Steueroptimierende Fonds
Bei einem steueroptimierenden Fonds versucht das Fondsmanagement, die steuerpflichtigen ordentlichen Erträge möglichst gering zu halten.

Steuerpflichtiger Ertragsanteil
Er bezeichnet den Teil des gesamten Wertzuwachses, der aus Zinsen, Dividenden und Mieteinnahmen - also den ordentlichen Erträgen - stammt. Der steuerpflichtige Ertragsanteil ist bei Aktienfonds am geringsten und bei klassischen Rentenfonds am höchsten.

STOXX
Die Dow Jones STOXX Indizes wurden im Rahmen einer Kooperation zwischen Deutsche Börse AG und Dow Jones & Company Inc., SBF-Bourse de Paris sowie SWX-Swiss Exchange entwickelt. Die Einführung beruht auf dem großen Interesse der Anleger nach europaweit ausgerichteten Indizes und darauf basierenden Derivaten. Es werden zunehmend länderübergreifende Strategien und branchenspezifische Ansätze verfolgt, während Verfahren bei der Asset Allocation, die auf einzelne Länder abzielen, im EWU-Raum immer mehr an Bedeutung verlieren. Die Dow Jones STOXX Indexfamilie besteht aus vier Hauptindizes und 19 Branchenindizes. Der Dow Jones STOXX Index umfaßte im Juni 1998 665 Aktienwerte aus 16 europäischen Ländern. Der Dow Jones Euro STOXX enthielt im Juni 1998 326 Aktien des übergeordneten Dow Jones STOXX Index aus 10 Ländern, die an der europäischen Währungsunion teilnehmen.

T

Terminmarkt-Instrumente
Derivate

Thesaurierende Fonds
Bei thesaurierenden Fonds werden die Erträge nicht ausgeschüttet, sondern wieder im Fonds angelegt. Bei einigen Fonds existieren jeweils eine ausschüttende und eine thesaurierende Tranche. In der Regel werden die ausschüttenden Tranchen als A-Anteile bezeichnet, die thesaurierenden Tranchen als B-Anteile. Gegenteil: Ausschüttende Fonds

Timing
Wahl des richtigen Anlagezeitpunkts bzw. des richtigen Ausstiegs. Fachleute raten allerdings Privatanlegern davon ab, ein Timing zu versuchen. Untersuchungen zeigen, daß die überwiegende Mehrzahl der Privatanleger nicht den richtigen Zeitpunkt findet.
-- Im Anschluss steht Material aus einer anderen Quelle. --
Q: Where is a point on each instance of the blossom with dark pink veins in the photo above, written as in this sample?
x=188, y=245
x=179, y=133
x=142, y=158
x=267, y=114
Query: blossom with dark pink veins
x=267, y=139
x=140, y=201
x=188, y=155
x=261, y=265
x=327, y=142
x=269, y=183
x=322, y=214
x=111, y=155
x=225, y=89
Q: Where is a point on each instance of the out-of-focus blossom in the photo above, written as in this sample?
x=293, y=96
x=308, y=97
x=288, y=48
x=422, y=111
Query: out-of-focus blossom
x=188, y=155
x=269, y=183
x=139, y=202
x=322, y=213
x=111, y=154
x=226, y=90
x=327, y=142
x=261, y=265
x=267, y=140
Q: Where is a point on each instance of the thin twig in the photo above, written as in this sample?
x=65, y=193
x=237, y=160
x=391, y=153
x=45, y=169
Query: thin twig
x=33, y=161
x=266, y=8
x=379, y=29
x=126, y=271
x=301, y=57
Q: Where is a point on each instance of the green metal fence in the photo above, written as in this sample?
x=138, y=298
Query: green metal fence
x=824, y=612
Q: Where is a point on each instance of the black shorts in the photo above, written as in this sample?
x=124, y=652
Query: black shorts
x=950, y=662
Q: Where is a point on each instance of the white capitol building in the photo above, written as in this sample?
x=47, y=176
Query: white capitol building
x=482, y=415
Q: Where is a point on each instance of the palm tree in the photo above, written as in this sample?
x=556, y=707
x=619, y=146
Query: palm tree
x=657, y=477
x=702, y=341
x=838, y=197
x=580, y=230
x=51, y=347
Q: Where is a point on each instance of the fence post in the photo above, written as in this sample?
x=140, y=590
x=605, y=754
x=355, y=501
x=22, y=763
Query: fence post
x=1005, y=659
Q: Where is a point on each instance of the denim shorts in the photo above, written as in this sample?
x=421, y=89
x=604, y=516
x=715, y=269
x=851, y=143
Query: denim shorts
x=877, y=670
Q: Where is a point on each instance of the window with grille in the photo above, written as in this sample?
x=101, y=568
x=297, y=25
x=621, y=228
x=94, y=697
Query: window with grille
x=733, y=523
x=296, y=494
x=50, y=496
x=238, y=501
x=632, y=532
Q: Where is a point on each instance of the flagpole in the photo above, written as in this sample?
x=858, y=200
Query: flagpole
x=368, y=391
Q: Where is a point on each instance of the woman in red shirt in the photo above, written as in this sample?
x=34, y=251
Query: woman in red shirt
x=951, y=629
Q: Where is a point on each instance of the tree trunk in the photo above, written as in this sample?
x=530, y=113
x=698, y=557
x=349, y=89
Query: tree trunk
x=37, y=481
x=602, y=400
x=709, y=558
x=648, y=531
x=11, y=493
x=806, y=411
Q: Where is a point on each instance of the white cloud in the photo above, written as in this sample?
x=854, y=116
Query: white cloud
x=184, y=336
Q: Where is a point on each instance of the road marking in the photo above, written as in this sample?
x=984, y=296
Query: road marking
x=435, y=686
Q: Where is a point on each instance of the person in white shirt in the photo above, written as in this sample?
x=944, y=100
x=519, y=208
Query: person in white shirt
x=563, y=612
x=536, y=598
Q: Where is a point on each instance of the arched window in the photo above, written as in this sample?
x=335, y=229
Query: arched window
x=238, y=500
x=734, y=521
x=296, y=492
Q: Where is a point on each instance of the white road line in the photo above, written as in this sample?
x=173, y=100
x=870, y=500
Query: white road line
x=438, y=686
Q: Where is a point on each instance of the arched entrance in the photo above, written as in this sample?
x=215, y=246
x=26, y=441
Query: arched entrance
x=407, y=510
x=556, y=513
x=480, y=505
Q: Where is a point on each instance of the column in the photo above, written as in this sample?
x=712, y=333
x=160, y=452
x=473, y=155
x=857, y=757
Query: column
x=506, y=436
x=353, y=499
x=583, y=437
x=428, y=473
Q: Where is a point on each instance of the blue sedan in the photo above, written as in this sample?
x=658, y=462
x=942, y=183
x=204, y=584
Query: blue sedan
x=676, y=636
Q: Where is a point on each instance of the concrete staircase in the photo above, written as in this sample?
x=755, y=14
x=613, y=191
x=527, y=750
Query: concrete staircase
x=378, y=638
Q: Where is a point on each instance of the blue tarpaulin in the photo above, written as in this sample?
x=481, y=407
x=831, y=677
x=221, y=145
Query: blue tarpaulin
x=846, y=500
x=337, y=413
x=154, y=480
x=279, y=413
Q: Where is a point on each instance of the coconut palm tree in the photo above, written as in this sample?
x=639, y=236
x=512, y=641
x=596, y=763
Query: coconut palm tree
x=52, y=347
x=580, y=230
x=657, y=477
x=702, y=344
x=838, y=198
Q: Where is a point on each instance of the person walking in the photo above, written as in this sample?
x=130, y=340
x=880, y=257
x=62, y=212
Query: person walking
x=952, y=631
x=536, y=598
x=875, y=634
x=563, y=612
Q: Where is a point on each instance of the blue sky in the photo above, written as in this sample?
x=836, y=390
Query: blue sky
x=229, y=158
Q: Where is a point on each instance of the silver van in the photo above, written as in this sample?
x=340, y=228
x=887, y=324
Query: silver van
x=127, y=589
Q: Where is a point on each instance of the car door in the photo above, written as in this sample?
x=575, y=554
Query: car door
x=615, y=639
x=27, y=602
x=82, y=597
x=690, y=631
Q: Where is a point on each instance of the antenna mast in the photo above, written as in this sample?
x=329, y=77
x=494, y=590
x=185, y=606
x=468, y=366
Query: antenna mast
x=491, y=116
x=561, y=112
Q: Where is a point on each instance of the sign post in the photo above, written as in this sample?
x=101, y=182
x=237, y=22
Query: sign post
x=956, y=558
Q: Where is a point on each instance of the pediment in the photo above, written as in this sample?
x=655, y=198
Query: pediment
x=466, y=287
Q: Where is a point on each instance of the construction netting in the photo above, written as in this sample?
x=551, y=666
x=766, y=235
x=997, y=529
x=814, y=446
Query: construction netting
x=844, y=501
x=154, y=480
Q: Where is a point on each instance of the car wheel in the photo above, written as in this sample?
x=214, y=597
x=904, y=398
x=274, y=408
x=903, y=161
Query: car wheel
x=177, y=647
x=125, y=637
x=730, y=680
Das Timing-Problem kann der Anleger mit Sparplänen durch das Cost-Averaging vermeiden.

Trust
Englische Bezeichnung für Investmentfonds.

U

Umbrella Fonds
Investmentfonds, die dem Anleger unter einem gemeinsamen Schirm (engl.: umbrella) Anlagemöglichkeiten in verschiedenen Einzelfonds der gleichen Investmentgruppe bieten. Jeder Unterfonds hat einen speziellen Anlageschwerpunkt. Der Anleger kann dann je nach Markteinschätzung und Risikoneigung ohne zusätzlichen Spesenaufwand oder zu minimalen Gebühren (vgl. Fondstausch) zwischen den Unterfonds wechseln. Der Ausgabeaufschlag fällt einmalig nur beim Einstieg in den Umbrella an.

V

Verfügbarkeit
Eine KAG ist dazu verpflichtet, Anteile eines offenen Fonds börsentäglich zurückzunehmen. Eine Ausnahme können hier Offene Immobilienfonds bilden. Der Kunde soll jederzeit ohne Einhaltung einer Kündigungsfrist über sein Vermögen verfügen können. Spezielle Kündigungsfristen gibt es lediglich bei Anlagen nach dem Vermögensbildungsgesetz.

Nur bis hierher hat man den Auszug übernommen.